32. A molecular diagnosis method of ovarian cancers comprising:

obtaining a detected value of an expression amount of an insulin-like growth factor binding protein 4 gene in ovarian tissue as a diagnosis subject; and

determining that the ovarian tissue as the diagnosis subject is epithelial ovarian carcinoma when the detected value is lower than a normal value of the expression amount of the insulin-like growth factor binding protein 4 gene in normal ovarian tissue.

33. A molecular diagnosis method of ovarian cancers comprising:

obtaining a detected value of an expression amount of an insulin-like growth factor binding protein 6 gene in ovarian tissue as a diagnosis subject; and

determining that the ovarian tissue as the diagnosis subject is epithelial ovarian carcinoma when the detected value is lower than a normal value of the expression amount of the insulin-like growth factor binding protein 6 gene in normal ovarian tissue.

34. A molecular diagnosis method of ovarian cancers comprising:

obtaining a detected value of an expression amount of an inhibin alpha gene in ovarian tissue as a diagnosis subject; and

determining that the ovarian tissue as the diagnosis subject is epithelial ovarian carcinoma when the detected value is lower than a normal value of the expression amount of the inhibin alpha gene in normal ovarian tissue.

35. A molecular diagnosis method of ovarian cancers comprising:

obtaining a detected value of an expression amount of a keratin 7 gene in ovarian tissue as a diagnosis subject; and

determining that the ovarian tissue as the diagnosis subject is epithelial ovarian carcinoma when the detected value is higher than a normal value of the expression amount of the keratin 7 gene in normal ovarian tissue.

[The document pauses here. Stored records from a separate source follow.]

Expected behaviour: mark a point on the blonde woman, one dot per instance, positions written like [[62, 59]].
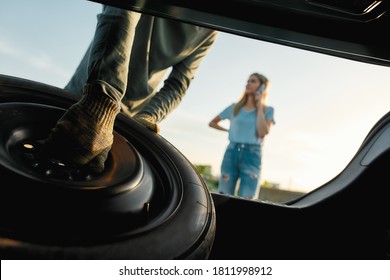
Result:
[[250, 121]]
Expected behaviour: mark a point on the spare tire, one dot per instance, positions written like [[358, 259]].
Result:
[[149, 203]]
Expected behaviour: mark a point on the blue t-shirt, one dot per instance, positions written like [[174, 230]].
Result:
[[243, 126]]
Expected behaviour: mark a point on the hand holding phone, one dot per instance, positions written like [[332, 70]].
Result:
[[261, 89]]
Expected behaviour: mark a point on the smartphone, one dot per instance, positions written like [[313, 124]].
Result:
[[261, 89]]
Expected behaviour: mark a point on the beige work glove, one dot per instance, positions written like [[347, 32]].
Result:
[[84, 135]]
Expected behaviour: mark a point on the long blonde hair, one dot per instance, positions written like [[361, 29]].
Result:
[[241, 102]]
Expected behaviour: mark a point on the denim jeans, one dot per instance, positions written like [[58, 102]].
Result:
[[107, 60], [241, 162]]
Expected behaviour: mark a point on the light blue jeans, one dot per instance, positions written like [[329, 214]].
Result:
[[241, 162]]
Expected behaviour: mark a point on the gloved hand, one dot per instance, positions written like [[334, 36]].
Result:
[[84, 135], [148, 121]]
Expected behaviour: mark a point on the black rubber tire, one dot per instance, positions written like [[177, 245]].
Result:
[[180, 225]]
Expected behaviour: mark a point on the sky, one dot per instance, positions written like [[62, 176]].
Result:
[[324, 106]]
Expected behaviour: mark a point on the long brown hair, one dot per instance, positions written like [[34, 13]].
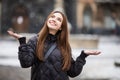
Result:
[[62, 41]]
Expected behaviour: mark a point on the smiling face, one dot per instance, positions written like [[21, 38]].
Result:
[[54, 22]]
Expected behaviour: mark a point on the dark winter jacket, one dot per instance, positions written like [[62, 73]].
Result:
[[51, 69]]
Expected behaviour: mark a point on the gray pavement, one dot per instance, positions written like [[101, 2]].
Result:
[[100, 67]]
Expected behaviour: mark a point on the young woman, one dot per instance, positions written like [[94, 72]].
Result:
[[59, 65]]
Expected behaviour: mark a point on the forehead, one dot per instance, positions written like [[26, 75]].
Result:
[[58, 15]]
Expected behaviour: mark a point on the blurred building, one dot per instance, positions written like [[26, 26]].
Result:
[[84, 16], [0, 15]]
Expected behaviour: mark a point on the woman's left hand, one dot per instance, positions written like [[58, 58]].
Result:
[[92, 52]]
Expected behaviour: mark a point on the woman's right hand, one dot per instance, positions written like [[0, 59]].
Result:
[[15, 35]]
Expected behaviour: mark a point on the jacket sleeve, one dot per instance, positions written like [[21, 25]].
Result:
[[77, 66], [26, 53]]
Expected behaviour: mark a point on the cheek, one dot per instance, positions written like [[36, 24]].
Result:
[[59, 25]]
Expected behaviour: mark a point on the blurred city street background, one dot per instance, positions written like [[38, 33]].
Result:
[[93, 24]]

36. A molecular diagnosis method of ovarian cancers comprising:

obtaining a detected value of an expression amount of a laminin, alpha 2 gene in ovarian tissue as a diagnosis subject; and

determining that the ovarian tissue as the diagnosis subject is epithelial ovarian carcinoma when the detected value is lower than a normal value of the expression amount of the laminin, alpha 2 gene in normal ovarian tissue.

37. A molecular diagnosis method of ovarian cancers comprising:

obtaining a detected value of an expression amount of a matrix metallopeptidase 2 gene in ovarian tissue as a diagnosis subject; and

determining that the ovarian tissue as the diagnosis subject is mucinous adenocarcinoma, clear cell adenocarcinoma or serous adenocarcinoma when the detected value is lower than a normal value of the expression amount of the matrix metallopeptidase 2 gene in normal ovarian tissue.

38. A molecular diagnosis method of ovarian cancers comprising:

obtaining a detected value of an expression amount of a tissue inhibitor of metalloproteinase 1 gene in ovarian tissue as a diagnosis subject; and

determining that the ovarian tissue as the diagnosis subject is epithelial ovarian carcinoma when the detected value is lower than a normal value of the expression amount of the tissue inhibitor of metalloproteinase 1 gene in normal ovarian tissue.